Paper
Thursday, July 12, 2007
This presentation is part of : EBN Implementation
Developing, Exploring and Refining a Modified Whole Systems Based Model of Evidence-Informed Nursing
Robert McSherry, RGN, Dip, N, (Lon), BSc, (Hon's), MSc, PGCE, RT, School of Health and Social Care, University of Teesside, Middlesbrough, England
Learning Objective #1: describe a new Evidence-Informed Nursing (EIN) model and how it is designed to enable registered nurses to support their decisions and/or action with appropriate evidence.
Learning Objective #2: appreciate the value of systems theory and methodologies in highlighting the key elements and associated systems and processes that constitute getting evidence into practice.

 

In spite of a plethora of evidence-based nursing literature and numbers of models /frameworks designed to facilitate its cause registered nurses continue to struggle to use evidence to support their practice.

Aim

The research aimed to develop a new and alternative Evidence-Informed Nursing (EIN) model designed to facilitate evidence into practice.

Design

A Modified Whole Systems Theory (MWST) design using Soft System Methodology (SSM) combining quantitative and qualitative methods was the framework of choice for this research study.

Population, Sample

A probability sampling technique was used for the qualitative aspect of the study where all 239 registered nurses had an equal chance of participation by completing and returned the Research Awareness Questionnaire (RAQ) n = 149 (62%). A purposive sample of n=31 (30%) of all grades of nursing staff participated in the six qualitative Focus Group Interviews (FGI). 

Methods

Date from the RAQ was entered into a Statistical Package for Social Science (SPSS) database where both descriptive and inferential statistics were used for data analysis.  A thematic analysis was undertaken of the FGI transcripts.
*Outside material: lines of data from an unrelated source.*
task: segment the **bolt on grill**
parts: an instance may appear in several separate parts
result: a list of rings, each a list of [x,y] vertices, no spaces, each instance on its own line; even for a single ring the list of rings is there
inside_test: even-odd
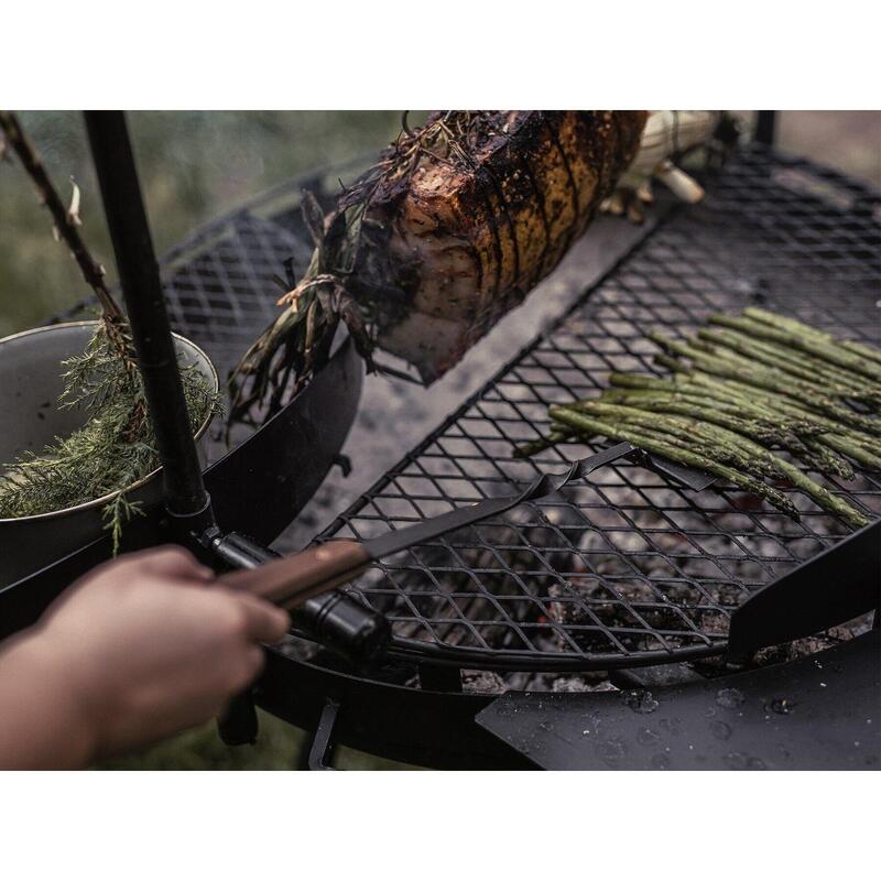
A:
[[[654,372],[650,329],[684,336],[762,304],[878,342],[878,198],[835,173],[751,149],[700,206],[660,228],[385,475],[322,539],[366,540],[563,470],[599,446],[532,460],[515,445],[547,405]],[[877,516],[881,476],[824,480]],[[845,530],[788,490],[796,523],[733,488],[694,492],[631,461],[557,497],[383,561],[349,589],[393,623],[393,653],[469,668],[590,670],[725,650],[731,613]],[[842,573],[846,575],[846,573]],[[830,586],[835,589],[835,586]]]

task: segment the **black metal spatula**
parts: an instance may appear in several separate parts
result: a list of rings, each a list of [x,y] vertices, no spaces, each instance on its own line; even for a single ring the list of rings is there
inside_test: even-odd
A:
[[[356,542],[348,539],[328,542],[317,547],[311,547],[300,554],[284,557],[259,569],[249,573],[231,573],[222,576],[224,580],[235,585],[237,579],[247,578],[250,586],[258,585],[260,573],[270,567],[280,578],[275,584],[271,578],[258,592],[267,599],[285,605],[293,597],[298,597],[305,591],[312,595],[330,590],[334,587],[351,580],[360,575],[373,561],[400,551],[405,551],[415,545],[425,544],[447,532],[470,526],[487,518],[502,514],[523,502],[543,499],[563,489],[574,480],[583,480],[591,472],[605,465],[609,465],[624,456],[630,456],[635,447],[627,442],[616,444],[586,459],[579,459],[569,466],[567,471],[557,475],[542,475],[521,492],[512,496],[501,496],[496,499],[483,499],[475,504],[457,508],[445,514],[433,516],[405,526],[392,530],[377,539],[367,542]],[[659,463],[652,459],[653,467],[664,470],[675,479],[686,483],[693,489],[705,489],[713,482],[713,477],[694,471],[690,468],[674,466],[672,463]],[[253,588],[251,588],[253,589]]]

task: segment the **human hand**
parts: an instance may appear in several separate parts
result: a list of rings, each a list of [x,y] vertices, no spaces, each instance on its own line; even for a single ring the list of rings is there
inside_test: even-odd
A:
[[[207,721],[260,672],[259,643],[284,635],[287,613],[213,579],[181,547],[122,556],[72,585],[19,644],[21,668],[40,671],[76,720],[81,763]]]

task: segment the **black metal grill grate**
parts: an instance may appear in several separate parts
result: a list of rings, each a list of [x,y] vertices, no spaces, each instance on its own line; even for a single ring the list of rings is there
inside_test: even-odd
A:
[[[532,461],[515,444],[553,402],[610,370],[653,371],[650,328],[688,333],[760,303],[878,342],[878,199],[807,163],[750,150],[710,197],[662,222],[547,334],[341,515],[323,537],[369,539],[588,455],[565,444]],[[654,371],[656,372],[656,370]],[[881,476],[826,481],[881,513]],[[393,651],[467,667],[606,668],[721,651],[752,591],[844,534],[790,492],[795,523],[724,487],[693,492],[632,463],[383,561],[350,587],[393,622]]]

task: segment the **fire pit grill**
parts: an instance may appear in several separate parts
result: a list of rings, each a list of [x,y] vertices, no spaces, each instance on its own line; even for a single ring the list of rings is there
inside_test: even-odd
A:
[[[715,312],[760,304],[878,342],[877,195],[758,146],[708,188],[705,204],[674,209],[320,537],[367,540],[596,452],[563,444],[533,460],[512,455],[547,428],[548,404],[596,392],[611,370],[657,372],[650,329],[682,336]],[[881,513],[881,475],[826,482],[873,520]],[[574,671],[718,654],[744,600],[846,534],[788,494],[800,523],[732,488],[679,489],[620,461],[388,558],[349,589],[387,614],[401,657]]]

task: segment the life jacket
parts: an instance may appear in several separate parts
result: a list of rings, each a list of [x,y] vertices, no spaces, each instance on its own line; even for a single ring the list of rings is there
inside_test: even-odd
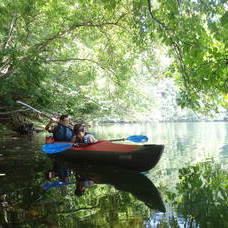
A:
[[[92,143],[89,138],[90,136],[92,136],[92,134],[89,134],[86,132],[85,135],[82,137],[82,139],[76,139],[76,142],[90,144],[90,143]]]
[[[53,138],[55,141],[65,141],[71,142],[74,132],[69,127],[58,124],[53,133]]]

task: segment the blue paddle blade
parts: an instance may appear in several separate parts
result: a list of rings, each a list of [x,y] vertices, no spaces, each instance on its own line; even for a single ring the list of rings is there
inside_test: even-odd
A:
[[[58,187],[58,186],[64,186],[64,185],[68,185],[68,184],[73,184],[73,183],[71,183],[71,182],[62,182],[62,181],[54,181],[52,183],[43,184],[42,188],[44,190],[48,190],[49,188],[54,188],[54,187]]]
[[[42,151],[46,154],[55,154],[68,150],[73,146],[73,143],[49,143],[41,147]]]
[[[145,135],[132,135],[126,138],[127,140],[130,140],[132,142],[147,142],[148,137]]]

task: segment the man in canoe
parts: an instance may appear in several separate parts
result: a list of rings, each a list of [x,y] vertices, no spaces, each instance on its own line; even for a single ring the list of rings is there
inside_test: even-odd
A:
[[[53,126],[54,123],[57,123],[57,125]],[[51,119],[46,125],[45,130],[53,133],[55,141],[71,142],[74,136],[74,131],[70,126],[68,115],[61,115],[59,122],[56,119]]]
[[[97,140],[94,138],[93,135],[85,131],[85,127],[83,124],[75,124],[72,142],[90,144],[97,142]]]

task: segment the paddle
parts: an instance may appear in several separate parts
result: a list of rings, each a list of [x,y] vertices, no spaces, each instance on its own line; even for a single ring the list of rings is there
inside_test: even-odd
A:
[[[39,110],[37,110],[37,109],[35,109],[35,108],[31,107],[31,106],[30,106],[30,105],[28,105],[28,104],[25,104],[25,103],[24,103],[24,102],[22,102],[22,101],[16,101],[16,103],[17,103],[17,104],[24,105],[25,107],[30,108],[31,110],[33,110],[33,111],[35,111],[35,112],[37,112],[37,113],[39,113],[39,114],[42,114],[43,116],[47,117],[48,119],[52,119],[52,117],[51,117],[51,116],[49,116],[49,115],[47,115],[46,113],[41,112],[41,111],[39,111]]]
[[[124,140],[129,140],[132,142],[139,143],[139,142],[147,142],[148,137],[144,135],[132,135],[127,138],[113,139],[110,141],[124,141]],[[49,144],[43,145],[41,149],[46,154],[56,154],[64,150],[70,149],[74,144],[75,143],[49,143]]]
[[[44,190],[48,190],[49,188],[53,188],[53,187],[58,187],[58,186],[64,186],[64,185],[68,185],[68,184],[74,184],[71,182],[62,182],[62,181],[54,181],[48,184],[43,184],[42,188]]]

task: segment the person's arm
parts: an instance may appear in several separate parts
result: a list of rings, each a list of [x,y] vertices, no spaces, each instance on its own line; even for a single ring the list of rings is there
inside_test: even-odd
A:
[[[48,131],[48,132],[50,132],[50,133],[53,133],[54,128],[52,127],[52,124],[53,124],[53,123],[56,123],[56,122],[57,122],[56,119],[54,119],[54,118],[51,119],[51,120],[49,121],[49,123],[46,125],[45,130]]]
[[[76,135],[72,137],[71,142],[76,142]]]
[[[95,138],[93,137],[93,135],[90,135],[88,138],[89,138],[89,142],[90,142],[90,143],[95,143],[95,142],[97,142],[97,139],[95,139]]]

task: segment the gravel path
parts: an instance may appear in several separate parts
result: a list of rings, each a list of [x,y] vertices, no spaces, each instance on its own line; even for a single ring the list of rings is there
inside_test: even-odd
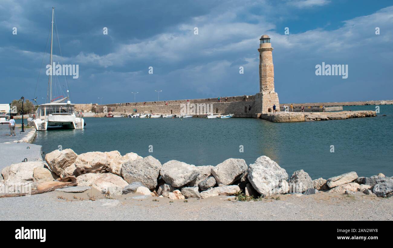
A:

Ethical approval was granted to undertake the study.

Findings

The re-presented EIN model unlike the original theoretical EIN model clarified that evidence-based nursing is undoubtedly a complex system comprising of several important attributes contained within six elements. These are: professional accountability, informed decision-making, research awareness, application of knowledge, evaluation and conditions affecting research utilisation. The results confirmed that the EIN model is systems based by possessing a clearly defined input; to encourage nurses to use evidence in practice, throughput; facilitation about the processes associated with the six elements and an output; improved standards of professional practice.

Conclusions

The EIN model offers a new and alternative framework for nursing colleagues to use and apply when faced with a real problem of getting evidence into practice.